Name: Date: A&P At the Clinic: Digestive System Diagnostic Options

At the Clinic: Digestive System
Directions: Use information from reputable Internet resources to diagnose and describe treatment options for the
patients in the following case studies. Multiple diagnoses may apply. Additionally, be sure you are able to
define/explain terms that are italicized within the case studies.
Diagnostic Options to Consider:
Liver Disease
Hepatitis (A/B/C/D/E)
Gallbladder Disorders
Pancreatic Disorders
Diabetes Mellitus
Intestinal Disorders
Colorectal cancer
Mucosa Disorders
Gastric Disorders
Gastric ulcers
Esophogeal Disorders
Peritonium Disorders
Gastroesophogeal reflux (GERD) Peritonitis
Patient 1:
Sam, a 77 year old male, enters your office complaining of fatigue, jaundice, and loss of appetite.

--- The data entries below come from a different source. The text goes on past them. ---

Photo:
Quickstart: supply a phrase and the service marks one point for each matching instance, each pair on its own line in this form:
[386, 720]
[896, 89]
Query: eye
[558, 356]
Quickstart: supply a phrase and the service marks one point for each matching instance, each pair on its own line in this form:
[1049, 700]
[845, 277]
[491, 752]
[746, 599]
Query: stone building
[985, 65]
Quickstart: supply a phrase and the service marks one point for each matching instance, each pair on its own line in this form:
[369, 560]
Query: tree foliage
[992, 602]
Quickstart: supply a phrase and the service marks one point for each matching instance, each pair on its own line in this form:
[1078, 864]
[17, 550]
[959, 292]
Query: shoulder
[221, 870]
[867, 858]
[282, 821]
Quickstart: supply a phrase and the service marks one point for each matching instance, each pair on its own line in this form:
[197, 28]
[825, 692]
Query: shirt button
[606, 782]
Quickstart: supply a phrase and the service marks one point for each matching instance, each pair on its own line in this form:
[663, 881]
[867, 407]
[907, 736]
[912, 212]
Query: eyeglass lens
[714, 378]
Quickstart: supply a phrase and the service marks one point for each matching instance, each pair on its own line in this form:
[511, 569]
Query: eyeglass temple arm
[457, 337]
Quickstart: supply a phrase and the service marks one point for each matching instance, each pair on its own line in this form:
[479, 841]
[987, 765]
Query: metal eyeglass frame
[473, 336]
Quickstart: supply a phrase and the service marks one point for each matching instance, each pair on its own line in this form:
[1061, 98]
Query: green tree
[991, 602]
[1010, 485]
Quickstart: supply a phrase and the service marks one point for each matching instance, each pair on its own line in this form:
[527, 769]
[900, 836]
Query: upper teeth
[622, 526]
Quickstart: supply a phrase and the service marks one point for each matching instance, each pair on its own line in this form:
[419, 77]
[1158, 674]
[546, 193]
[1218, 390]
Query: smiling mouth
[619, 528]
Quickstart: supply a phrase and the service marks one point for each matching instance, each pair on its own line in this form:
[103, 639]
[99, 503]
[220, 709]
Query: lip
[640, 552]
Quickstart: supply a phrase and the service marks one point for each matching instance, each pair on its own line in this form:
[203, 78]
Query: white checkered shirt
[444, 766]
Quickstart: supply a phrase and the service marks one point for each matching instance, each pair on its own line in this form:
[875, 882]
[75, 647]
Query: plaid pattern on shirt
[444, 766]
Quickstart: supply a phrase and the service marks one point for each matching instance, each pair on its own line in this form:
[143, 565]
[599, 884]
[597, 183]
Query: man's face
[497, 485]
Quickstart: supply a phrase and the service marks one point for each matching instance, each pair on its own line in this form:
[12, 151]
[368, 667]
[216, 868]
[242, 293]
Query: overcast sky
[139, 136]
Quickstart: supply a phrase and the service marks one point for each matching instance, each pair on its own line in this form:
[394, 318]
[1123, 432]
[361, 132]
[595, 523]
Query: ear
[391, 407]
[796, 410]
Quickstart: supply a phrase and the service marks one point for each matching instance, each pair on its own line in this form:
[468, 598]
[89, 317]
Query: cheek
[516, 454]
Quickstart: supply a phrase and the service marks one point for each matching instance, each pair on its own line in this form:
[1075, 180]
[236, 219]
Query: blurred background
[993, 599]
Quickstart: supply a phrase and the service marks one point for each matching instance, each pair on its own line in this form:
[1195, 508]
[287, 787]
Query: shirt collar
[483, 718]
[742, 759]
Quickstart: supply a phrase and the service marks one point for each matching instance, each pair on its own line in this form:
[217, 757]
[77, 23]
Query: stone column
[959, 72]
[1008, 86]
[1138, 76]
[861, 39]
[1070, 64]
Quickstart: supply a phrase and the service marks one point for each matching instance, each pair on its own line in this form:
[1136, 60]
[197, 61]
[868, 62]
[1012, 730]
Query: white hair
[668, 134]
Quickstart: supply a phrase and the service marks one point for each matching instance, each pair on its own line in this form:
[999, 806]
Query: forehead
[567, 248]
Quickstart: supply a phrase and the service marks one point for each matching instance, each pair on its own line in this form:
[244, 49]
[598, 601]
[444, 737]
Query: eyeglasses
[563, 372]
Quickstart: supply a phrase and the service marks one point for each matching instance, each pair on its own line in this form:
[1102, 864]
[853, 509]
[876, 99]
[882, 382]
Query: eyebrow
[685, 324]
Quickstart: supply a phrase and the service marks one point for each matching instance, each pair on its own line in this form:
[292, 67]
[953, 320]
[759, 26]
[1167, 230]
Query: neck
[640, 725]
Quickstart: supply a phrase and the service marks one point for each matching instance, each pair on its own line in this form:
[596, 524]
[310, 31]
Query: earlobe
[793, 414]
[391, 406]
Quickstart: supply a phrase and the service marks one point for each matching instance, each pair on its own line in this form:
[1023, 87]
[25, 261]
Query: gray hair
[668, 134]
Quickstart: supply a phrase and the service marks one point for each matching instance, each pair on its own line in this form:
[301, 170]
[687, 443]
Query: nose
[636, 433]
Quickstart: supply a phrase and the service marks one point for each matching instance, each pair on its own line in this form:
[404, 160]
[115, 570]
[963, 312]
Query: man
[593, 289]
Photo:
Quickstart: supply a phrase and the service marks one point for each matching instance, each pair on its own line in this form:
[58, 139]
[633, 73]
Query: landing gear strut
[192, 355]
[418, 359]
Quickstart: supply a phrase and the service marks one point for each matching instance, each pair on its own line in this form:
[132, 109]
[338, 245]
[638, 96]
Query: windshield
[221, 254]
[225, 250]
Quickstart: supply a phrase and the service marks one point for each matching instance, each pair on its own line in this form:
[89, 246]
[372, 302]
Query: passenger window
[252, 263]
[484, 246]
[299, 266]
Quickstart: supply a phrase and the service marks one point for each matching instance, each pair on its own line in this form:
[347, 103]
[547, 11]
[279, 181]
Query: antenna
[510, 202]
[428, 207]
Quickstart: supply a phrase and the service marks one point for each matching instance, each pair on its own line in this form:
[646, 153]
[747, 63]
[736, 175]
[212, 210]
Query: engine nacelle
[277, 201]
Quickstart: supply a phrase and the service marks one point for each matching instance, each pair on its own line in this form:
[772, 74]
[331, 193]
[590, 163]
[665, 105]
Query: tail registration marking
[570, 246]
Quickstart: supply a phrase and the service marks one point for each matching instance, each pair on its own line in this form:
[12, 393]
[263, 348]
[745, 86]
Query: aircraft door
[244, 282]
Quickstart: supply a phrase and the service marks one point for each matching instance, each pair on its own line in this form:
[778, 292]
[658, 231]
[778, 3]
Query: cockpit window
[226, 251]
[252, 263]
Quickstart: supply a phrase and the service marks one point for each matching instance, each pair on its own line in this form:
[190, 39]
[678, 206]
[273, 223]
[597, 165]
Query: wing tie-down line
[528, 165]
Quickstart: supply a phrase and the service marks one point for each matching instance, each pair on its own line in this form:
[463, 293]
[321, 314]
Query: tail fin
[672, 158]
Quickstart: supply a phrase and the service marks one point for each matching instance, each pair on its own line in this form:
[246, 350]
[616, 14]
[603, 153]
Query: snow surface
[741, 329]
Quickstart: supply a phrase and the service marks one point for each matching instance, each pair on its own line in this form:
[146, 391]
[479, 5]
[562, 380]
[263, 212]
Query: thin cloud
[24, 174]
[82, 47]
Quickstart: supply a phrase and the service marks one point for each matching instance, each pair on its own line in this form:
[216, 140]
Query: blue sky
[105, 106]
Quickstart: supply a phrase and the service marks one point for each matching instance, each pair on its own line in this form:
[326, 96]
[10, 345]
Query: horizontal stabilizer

Upon
examination, you notice that Sam has an enlarged liver and spleen, an extremely swollen abdomen that appears
to be due to fluid build-up, and dark urine output. Sam’s medical history reveals that he has been a heavy
drinker for about fifty years. He does not smoke, nor exercise.
Patient 2:
Jessica, a 56 year old woman, comes into your office with a plethora of symptoms. She has noticed over the past
year that she has an unquenchable thirst. This causes her to take frequent trips to the bathroom. She has also
complained of fatigue and neuropathy in her feet. She broke a toe last year and didn’t know it for three weeks.
Her CBC has revealed that her blood counts are normal. Her plasma glucose test indicated a glucose level of
234 mg/dL. Her blood pressure is 120/78 and pulse is 70.
Patient 3:
John, a 46 year old engineer, is complaining of a sharp pain in his lower left abdomen. He tells you that the pain
started a few days ago and has progressively worsened. As you feel the area to see if you can detect swelling ,
he reports that the area is quite tender. Further questioning reveals he has felt bloated and had numerous
episodes of both diarrhea and constipation over the past few months, but both would only last a few days.
Barium X rays reveal fluid pouches protruding from the colon wall.
Patient 4:
Mary has brought her 10 month old daughter, Jolie, to you because her appetite has decreased signigicantly.
Mary also noticed whitish, velvety lesions on Jolie’s mouth and tongue. Microscopic analysis of mouth scraping
reveals the presence of fungus.
Patient 5:
Dan reports extreme discomfort after eating including heartburn (burning discomfort behind the breastbone)
and nausea as well as difficulty swallowing and hiccups on a less frequent basis. He has noticed that the
symptoms are worse after a fatty meal or eating meals with tomato sauces such as pasta and pizza. An EGD
reveals erosion of the internal mucosa of the esophagus.